The Northern Flying Squirrel, Glaucomys sabrinus, is frequently a night time visitor to local bird feeders in winter. Compared to the busy, chattering Red squirrel, which is active in the day, the flying squirrel is quiet and gentle and strictly nocturnal. We rarely see these little squirrels, however, they are fairly common in the Denali woodlands. Because these squirrels are nocturnal, they have large eyes and their silky, cinnamon brown fur is soft and silent in flight, like the night-flying owls.
The furred “wing” membranes on each side of the body are attached to the full length of the fore and hind legs which when extended laterally, the squirrel becomes a glider. By adjusting its legs, a flying squirrel controls the shape and angle of the patagium, the skin stretched along both sides of its body from wrist to ankle. Their flying carries them from the top of one tree to the base of another and with an upward swing and accompanying stall, they slow down to alight with a soft thud, (heard on the roof of many cabins over the course of a winter night). When they land on the base of a tree they almost instantaneously run around to the other side of the trunk to avoid an owl that may be in pursuit. If trees are spaced far apart, the squirrel may make a five-point landing in the snow, (in winter) with its broad furry tail used as a rudder and gliding surface, and to some extent as a landing ski.
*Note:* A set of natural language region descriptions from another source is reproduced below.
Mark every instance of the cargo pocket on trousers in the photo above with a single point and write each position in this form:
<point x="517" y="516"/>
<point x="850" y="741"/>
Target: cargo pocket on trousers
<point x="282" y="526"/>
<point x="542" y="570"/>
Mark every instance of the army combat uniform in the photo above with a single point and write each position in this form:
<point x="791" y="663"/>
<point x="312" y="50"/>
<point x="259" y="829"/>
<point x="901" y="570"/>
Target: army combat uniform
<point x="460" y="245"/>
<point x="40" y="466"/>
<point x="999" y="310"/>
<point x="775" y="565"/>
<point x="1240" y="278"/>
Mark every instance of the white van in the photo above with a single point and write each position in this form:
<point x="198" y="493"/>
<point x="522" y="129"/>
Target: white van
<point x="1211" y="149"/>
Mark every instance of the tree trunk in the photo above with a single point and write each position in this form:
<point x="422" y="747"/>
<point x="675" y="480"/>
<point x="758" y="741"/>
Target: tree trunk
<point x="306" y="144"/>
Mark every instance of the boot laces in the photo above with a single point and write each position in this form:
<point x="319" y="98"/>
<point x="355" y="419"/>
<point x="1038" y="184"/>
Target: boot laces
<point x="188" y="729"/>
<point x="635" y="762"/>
They nest in old woodpecker holes or in chambers excavated in a witches’ broom, and they also make ball-like nests of moss, lichen, twigs, and leaves. One squirrel may use up to twenty different dens in a year. They do not hibernate, however, in particularly cold weather they will huddle together in groups in a state of light, transitory hibernation known as torpor.
Mushrooms are the flying squirrel’s favorite food. The mushroom spores dispersed in squirrel droppings are an important component of healthy forests.
A wonderful winter night activity is to watch the flying squirrels gliding overhead silhouetted against the starlit, moonlit sky.